Una eredità del Covid-19 sarà quella di spingere e diffondere il telelavoro, o smart working. Di Tullio e Pisacane danno conto dei risultati di un’indagine condotta sui ricercatori del Consiglio Nazionale delle Ricerche e dell’Istituto Nazionale di Geofisica e Vucanologia durante il periodo di lockdown, dei vantaggi e delle difficoltà incontrate. Ne risulta, nel  complesso, un bilancio positivo.

A fine aprile, secondo le stime del Ministero del Lavoro, i dipendenti della Pubblica Amministrazione in “Smart Working (SW)” risultavano  1.800.000 rispetto a poco più di 200.000 prima dell’emergenza Covid-19.

Con l’approvazione del DL Rilancio, lo Smart Working (SW) è stato prorogato fino al 31 dicembre 2020 per il 50% dei dipendenti della pubblica amministrazione con mansioni che possono essere svolte da casa. Inoltre, con l’introduzione del “Piano organizzativo del lavoro agile”, si prevede che la percentuale dei lavoratori in SW salirà a circa il 60% dei dipendenti dal primo gennaio 2021.
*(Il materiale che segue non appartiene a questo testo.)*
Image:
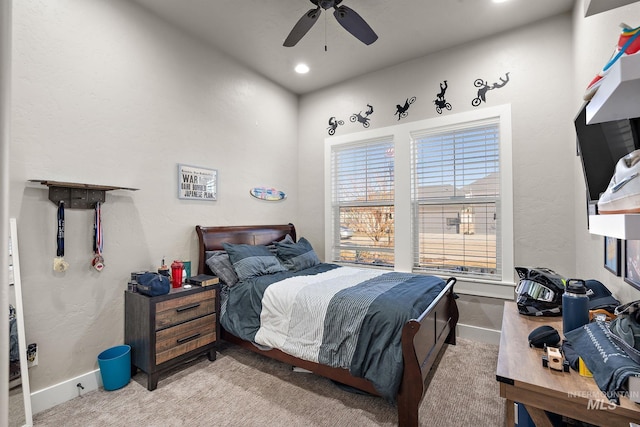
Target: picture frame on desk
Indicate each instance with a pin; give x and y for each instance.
(632, 262)
(612, 260)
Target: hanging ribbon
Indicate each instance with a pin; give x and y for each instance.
(98, 261)
(59, 263)
(60, 235)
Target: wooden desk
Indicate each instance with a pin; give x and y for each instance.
(523, 379)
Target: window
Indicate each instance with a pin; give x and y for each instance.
(362, 178)
(432, 196)
(455, 194)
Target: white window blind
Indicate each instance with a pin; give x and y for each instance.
(456, 198)
(362, 189)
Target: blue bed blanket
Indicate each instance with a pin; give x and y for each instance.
(342, 317)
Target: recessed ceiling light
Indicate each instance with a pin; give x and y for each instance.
(302, 68)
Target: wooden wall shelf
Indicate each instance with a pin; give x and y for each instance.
(76, 195)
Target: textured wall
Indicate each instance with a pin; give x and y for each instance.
(104, 93)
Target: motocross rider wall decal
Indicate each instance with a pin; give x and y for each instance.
(401, 110)
(440, 101)
(333, 125)
(484, 87)
(360, 118)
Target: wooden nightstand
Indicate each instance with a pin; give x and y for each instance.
(166, 330)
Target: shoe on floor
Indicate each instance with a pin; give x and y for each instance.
(623, 193)
(628, 44)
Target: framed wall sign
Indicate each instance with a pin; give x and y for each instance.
(612, 255)
(196, 183)
(632, 262)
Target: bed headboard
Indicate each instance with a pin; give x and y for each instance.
(212, 238)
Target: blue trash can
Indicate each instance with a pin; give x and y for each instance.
(115, 367)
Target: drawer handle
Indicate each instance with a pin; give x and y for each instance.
(189, 338)
(188, 307)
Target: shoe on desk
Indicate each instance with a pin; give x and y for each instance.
(628, 44)
(623, 193)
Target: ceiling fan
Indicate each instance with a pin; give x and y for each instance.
(346, 17)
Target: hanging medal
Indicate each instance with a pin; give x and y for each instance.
(98, 261)
(59, 264)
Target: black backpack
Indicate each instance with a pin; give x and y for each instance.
(539, 291)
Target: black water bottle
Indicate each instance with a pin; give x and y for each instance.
(575, 305)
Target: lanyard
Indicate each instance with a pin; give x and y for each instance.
(98, 261)
(97, 228)
(60, 235)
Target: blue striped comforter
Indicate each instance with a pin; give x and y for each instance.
(339, 316)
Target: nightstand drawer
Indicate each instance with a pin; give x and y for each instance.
(172, 342)
(178, 310)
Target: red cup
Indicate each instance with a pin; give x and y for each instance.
(176, 274)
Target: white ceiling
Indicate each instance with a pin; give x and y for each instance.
(252, 32)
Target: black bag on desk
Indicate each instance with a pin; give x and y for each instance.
(539, 292)
(153, 284)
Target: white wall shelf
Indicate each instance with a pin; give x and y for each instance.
(617, 97)
(626, 227)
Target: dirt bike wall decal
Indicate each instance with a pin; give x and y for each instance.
(360, 118)
(333, 125)
(440, 101)
(484, 87)
(401, 110)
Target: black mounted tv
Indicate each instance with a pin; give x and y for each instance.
(600, 146)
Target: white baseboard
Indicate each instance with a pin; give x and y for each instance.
(59, 393)
(476, 333)
(64, 391)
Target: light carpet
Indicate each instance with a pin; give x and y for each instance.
(245, 389)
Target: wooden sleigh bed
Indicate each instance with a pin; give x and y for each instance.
(422, 338)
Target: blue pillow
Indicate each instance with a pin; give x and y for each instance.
(250, 261)
(297, 256)
(220, 264)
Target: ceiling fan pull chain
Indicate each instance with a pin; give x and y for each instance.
(325, 32)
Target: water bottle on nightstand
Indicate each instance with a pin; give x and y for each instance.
(575, 305)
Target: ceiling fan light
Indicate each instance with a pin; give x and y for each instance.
(302, 68)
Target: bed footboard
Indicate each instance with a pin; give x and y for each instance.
(422, 340)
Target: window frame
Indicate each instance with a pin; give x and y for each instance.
(401, 135)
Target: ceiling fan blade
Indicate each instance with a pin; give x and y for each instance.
(301, 28)
(354, 23)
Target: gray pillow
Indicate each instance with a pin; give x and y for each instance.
(272, 246)
(297, 256)
(250, 261)
(220, 265)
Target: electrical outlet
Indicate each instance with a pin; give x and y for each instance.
(32, 355)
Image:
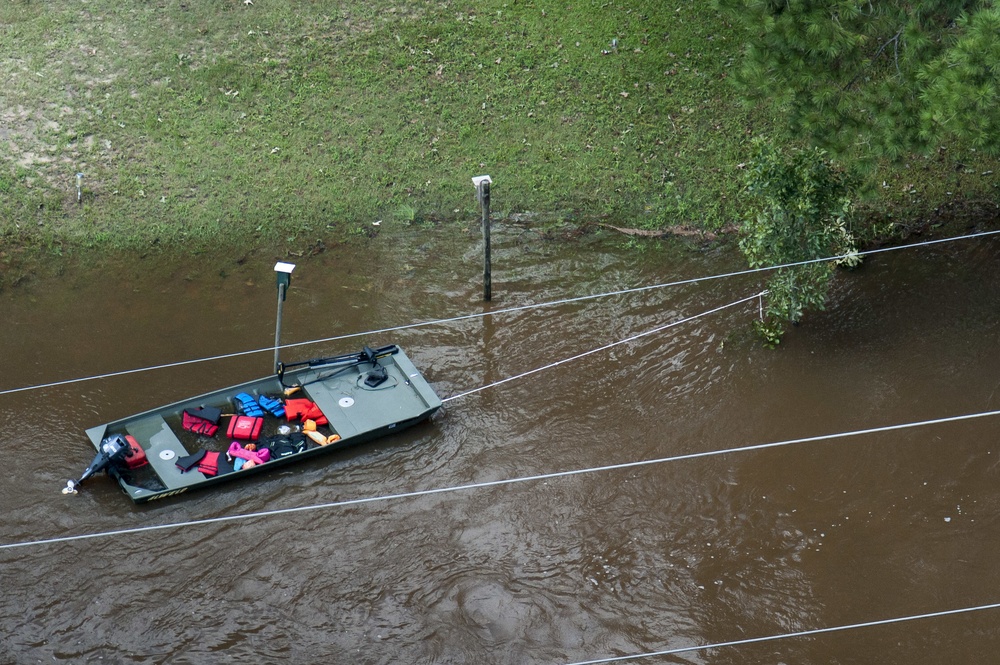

Le opinioni riguardo l’attuazione dello SW sono e sono state, in particolar modo negli ultimi mesi, piuttosto discordanti, sia nel mondo della Pubblica Amministrazione sia nel settore della ricerca. In quest’area specifica, fatti salvi contesti di lavoro laboratoriale in cui è necessaria la presenza in loco, la maggior parte delle attività di studio, redazione, scrittura di articoli e report possono essere realizzate in modalità smart.

L’indagine sui ricercatori in SW: un bilancio positivo

Con l’obiettivo di esplorare dinamiche, raccogliere opinioni e comprendere le difficoltà vissute da chi ha lavorato da casa nel periodo marzo-giugno 2020, l’IRPPS-CNR ha condotto l’indagine “Smart Working e questione di genere”, rivolgendosi ai dipendenti del Consiglio Nazionale delle Ricerche (CNR) e dell’Istituto Nazionale di Geofisica e Vulcanologia (INGV) con un questionario on line che ha raccolto 2628 risposte nei due enti (circa 1/3 dei dipendenti totali), di cui il 45% è rappresentato da uomini e il 55% da donne.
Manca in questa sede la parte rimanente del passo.